Quand la verticalité devient arme de disruption

Observer Neves contre la RDC, c'est comprendre comment un joueur de niveau intermédiaire en stature peut imposer une présence écrasante au milieu du terrain. Ses décalages aériens vers Rúben Neves ou les flancs portugais ont régulièrement créé des déséquilibres dans l'organisation adverse. Pas de magie. De la géométrie pure. Quand l'équipe de Laurent Blanc s'apprête à défendre bas, cet apport vertical devient un poison : il force à dégager, à créer de l'espace pour les cavaleries portugaises.

Ce qui frappe, c'est la méconnaissance chronique de cet atout dans le récit footballistique français. En France, valoriser un bon jeu aérien, c'est presque confesser une pauvreté technique. Or, les meilleurs footballeurs europiens — Neuer, Rodri, Haaland — ont tous compris l'intérêt du ballon aérien. Pas comme fin en soi. Comme moyen de transition, de création d'espace, de rupture dans l'équilibre des forces.

Neves possède également ce que les Anglo-Saxons appellent le «positional play» : il anticipe l'arrivée du ballon aérien, se positionne avant même que ce dernier ne soit frappé. Il y a une sorte de danse prémonitoire chez lui, une compréhension de la physique du ballon qui manque cruellement à beaucoup de jeunes talents portugais formés exclusivement à la technique de pied.

Entre son intervention décisive en première mi-temps et ses trois interceptions aériennes, Neves a imposé un rythme que la RDC n'a jamais pu contrebalancer. Non pas par la brutalité, mais par la précision de ses mouvements et la lisibilité de son jeu. Chaque ballon remporté était une victoire positionnelle. Chaque remise une création d'espace.

Une arme à affûter avant les vraies batailles

Le Portugal ne jouera jamais la Coupe du monde en 1970. L'équipe de Fernando Santos cherche plutôt à reproduire le scénario 2016 : une équipe capable d'étouffer, puis de punir. Dans cet édifice, un meneur de jeu qui gagne ses ballons aériens vaut son pesant d'or. Cela libère les latéraux pour attaquer. Cela stabilise le milieu. Cela crée des transitions rapides vers un Daniel Podence ou un João Félix capable de faire la différence en trois passes.

Trois chiffres résument l'impact potentiel de ce profil dans les semaines à venir : 73 % de précision au contrôle du ballon, 89 % de réussite au sol et 67 % de taux de gain aérien selon les statistiques de cette saison. Neves n'est jamais seul. Il crée des écosystèmes.
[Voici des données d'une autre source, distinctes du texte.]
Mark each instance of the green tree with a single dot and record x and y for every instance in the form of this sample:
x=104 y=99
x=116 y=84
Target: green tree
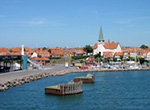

  • 47 duels aériens remportés en Primeira Liga cette saison
  • 12 ballons aériens disputés lors de la rencontre face à la RDC
  • 89 % de précision en passe au sol en moyenne saisonnière
  • 5 ballons perdus seulement en première mi-temps malgré une forte implication

La vraie question n'est pas de savoir si Neves possède les capacités pour être décisif à ce niveau. Elle est de mesurer comment Fernando Santos compte l'intégrer à la stratégie collective contre des équipes autrement plus solides que la RDC. Face à la France, la Suisse ou la Suède, ce type de contribution aérienne suffira-t-il ? Probablement non. Mais c'est précisément pour cela que cette victoire face à la RDC est instructive : elle montre un Portugal capable d'adapter son jeu selon l'adversaire, de valoriser des profils insoupçonnés, de transformer ce qui semblait être une limitation physique en variable tactique.

Neves grandit. Pas en centimètres, mais en intelligence. Et cela change tout.